I've always considered myself the "hopeless romantic" type, and I've always hoped I'd have a relatively normal, happy, fulfilling "love life". But, I'm now 24, going on 25, and I've had zero success whatsoever. The loneliness and lack of intimacy have really been wearing me down over the years. I rarely encounter girls I like enough to want to ask out on a date, and because it's so rare that when I do find someone, I get so emotionally invested so quickly, that when they inevitably turn me down, it wrecks me. I'm still very much hung up over the last girl I was into, and that was months ago (although, it doesn't help matters that I still see her pretty regularly; that's out of my control, though).

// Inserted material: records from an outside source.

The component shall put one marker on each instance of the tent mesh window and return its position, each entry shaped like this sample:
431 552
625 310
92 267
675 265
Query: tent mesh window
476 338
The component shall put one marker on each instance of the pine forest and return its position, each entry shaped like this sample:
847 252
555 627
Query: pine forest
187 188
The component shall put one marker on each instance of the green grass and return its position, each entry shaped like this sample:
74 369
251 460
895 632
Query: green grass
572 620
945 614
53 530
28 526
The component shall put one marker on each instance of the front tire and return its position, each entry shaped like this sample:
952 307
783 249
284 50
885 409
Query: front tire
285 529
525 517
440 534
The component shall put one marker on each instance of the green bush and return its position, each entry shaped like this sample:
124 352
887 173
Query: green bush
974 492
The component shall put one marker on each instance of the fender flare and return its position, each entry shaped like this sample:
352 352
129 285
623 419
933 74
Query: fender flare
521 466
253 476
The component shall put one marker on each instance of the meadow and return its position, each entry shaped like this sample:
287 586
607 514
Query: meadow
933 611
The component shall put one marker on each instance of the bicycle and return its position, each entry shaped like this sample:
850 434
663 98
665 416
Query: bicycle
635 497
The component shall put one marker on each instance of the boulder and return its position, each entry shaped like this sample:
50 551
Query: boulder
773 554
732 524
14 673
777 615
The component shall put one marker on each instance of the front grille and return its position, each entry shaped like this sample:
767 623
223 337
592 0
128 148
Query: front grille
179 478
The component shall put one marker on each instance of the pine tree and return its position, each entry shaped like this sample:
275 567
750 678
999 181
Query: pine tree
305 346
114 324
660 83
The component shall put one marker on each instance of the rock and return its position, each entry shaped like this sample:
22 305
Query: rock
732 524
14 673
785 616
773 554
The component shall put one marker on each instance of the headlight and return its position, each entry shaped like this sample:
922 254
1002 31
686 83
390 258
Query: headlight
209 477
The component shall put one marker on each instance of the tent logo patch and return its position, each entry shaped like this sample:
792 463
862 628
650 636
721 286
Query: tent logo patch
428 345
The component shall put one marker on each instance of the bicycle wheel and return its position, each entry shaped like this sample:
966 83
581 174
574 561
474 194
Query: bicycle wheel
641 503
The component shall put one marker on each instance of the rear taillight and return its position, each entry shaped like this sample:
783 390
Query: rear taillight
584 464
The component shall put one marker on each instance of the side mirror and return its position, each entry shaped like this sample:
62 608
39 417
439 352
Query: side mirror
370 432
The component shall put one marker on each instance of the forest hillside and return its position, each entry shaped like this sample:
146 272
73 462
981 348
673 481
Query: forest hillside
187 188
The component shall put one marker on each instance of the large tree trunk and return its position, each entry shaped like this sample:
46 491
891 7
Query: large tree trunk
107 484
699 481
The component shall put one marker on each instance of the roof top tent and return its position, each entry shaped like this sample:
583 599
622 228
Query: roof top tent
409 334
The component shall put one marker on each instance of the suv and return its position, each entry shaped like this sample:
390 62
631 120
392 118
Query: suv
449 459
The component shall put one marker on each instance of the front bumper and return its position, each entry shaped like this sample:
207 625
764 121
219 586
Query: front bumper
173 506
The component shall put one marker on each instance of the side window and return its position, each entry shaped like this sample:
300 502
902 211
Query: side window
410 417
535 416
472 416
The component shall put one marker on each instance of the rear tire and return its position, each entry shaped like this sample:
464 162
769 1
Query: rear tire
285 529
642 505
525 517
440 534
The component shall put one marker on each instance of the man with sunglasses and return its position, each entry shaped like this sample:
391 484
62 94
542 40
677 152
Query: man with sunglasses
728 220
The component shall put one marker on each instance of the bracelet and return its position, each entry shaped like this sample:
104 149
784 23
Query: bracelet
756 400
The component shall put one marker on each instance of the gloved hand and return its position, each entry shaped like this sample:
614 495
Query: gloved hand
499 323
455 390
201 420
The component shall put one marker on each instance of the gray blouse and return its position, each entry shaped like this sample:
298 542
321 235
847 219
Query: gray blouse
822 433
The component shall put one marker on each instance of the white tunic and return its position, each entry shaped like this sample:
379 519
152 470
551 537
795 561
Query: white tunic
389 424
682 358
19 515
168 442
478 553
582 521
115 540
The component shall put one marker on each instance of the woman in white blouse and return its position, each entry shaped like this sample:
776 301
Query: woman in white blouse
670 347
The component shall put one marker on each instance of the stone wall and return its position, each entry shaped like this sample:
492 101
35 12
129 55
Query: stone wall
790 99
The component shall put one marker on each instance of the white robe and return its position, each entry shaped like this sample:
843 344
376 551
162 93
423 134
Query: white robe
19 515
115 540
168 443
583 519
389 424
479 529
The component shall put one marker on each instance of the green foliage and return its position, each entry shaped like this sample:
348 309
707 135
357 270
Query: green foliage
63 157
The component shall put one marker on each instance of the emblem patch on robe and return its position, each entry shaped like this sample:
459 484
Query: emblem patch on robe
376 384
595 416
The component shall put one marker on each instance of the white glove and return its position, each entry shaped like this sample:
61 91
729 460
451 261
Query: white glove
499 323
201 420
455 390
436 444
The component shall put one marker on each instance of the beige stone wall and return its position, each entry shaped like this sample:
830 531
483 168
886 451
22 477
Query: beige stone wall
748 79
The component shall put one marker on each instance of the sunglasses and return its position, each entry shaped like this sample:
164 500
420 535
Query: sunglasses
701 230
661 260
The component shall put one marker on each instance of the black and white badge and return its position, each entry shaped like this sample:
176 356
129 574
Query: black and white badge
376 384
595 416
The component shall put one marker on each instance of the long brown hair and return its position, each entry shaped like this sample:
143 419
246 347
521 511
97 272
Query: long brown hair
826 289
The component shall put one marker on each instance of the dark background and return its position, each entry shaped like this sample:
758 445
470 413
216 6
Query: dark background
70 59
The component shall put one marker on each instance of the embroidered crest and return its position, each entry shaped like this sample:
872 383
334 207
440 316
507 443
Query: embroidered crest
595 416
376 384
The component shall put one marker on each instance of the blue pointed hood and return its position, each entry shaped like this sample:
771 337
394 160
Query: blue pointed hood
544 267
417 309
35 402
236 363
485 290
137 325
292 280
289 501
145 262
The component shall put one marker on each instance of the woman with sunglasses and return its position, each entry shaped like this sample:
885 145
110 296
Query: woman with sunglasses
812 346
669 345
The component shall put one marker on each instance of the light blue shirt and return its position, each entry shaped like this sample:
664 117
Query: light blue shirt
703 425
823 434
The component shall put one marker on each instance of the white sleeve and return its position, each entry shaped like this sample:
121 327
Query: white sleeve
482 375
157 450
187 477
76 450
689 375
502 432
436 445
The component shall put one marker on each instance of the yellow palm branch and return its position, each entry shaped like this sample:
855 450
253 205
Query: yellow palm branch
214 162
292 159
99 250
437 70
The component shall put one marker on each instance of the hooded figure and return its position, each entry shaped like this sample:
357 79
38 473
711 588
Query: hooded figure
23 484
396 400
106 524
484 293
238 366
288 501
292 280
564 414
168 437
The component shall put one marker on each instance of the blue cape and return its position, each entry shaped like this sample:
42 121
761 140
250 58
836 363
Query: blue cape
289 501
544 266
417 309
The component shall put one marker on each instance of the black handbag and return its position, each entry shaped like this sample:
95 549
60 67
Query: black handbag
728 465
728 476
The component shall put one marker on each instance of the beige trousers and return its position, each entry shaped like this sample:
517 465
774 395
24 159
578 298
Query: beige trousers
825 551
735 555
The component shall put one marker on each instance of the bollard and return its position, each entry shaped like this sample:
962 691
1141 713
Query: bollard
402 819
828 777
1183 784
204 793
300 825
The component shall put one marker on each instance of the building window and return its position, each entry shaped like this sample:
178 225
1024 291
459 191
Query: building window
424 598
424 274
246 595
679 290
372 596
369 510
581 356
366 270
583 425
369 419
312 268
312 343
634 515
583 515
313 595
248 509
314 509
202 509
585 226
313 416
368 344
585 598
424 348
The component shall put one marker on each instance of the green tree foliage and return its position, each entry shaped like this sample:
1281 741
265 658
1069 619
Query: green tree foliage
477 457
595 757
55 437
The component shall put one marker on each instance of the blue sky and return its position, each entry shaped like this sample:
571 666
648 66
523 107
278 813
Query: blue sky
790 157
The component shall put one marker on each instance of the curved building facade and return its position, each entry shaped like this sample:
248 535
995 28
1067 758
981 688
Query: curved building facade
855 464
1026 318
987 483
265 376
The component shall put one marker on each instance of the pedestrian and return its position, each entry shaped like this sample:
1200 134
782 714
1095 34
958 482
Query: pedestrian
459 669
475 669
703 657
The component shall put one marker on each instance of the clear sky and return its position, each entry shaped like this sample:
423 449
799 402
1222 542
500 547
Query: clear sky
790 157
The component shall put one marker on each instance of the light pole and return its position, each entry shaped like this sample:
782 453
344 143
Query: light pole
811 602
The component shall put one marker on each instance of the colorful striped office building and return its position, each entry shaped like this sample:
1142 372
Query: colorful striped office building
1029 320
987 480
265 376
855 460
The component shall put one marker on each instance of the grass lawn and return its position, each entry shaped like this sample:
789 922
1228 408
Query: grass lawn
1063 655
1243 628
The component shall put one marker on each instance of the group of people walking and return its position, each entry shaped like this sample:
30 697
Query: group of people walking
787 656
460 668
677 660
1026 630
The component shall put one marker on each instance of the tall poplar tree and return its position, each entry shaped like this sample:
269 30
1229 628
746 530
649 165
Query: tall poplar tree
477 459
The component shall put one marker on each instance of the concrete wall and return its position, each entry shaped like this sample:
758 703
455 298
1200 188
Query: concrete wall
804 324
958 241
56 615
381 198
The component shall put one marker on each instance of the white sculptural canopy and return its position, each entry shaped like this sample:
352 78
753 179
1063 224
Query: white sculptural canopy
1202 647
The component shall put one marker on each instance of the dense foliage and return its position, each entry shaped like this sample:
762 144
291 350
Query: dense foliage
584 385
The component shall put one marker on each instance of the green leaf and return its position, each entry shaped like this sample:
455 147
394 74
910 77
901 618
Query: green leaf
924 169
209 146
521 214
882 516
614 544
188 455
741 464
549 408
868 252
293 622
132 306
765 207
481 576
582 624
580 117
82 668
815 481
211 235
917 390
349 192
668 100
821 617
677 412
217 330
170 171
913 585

Honestly, I can't say I believe it's possible for me to have any of that. I've been questioning whether there's anyone out there for me for the longest time, and now more than ever, I don't think I believe there is. And even if there is, I'll never be good enough for them to want to be with me. So, the only logical thing I can think to do is figure out how to "turn it off", "shut it down", if you will. I'm not just talking about being "okay with being alone", I'm saying I want to completely submit to the idea that I cannot have anyone in my life. I don't want to ever have "feelings" for a girl again. I want to be completely numb and resistant to the idea of dating, being in a relationship, etc. I basically want to not want it.
But how exactly do you go about doing that? Especially when I've always been that "hopeless romantic" type, and I've always wanted that "love life" so badly? How do I just remove that from myself?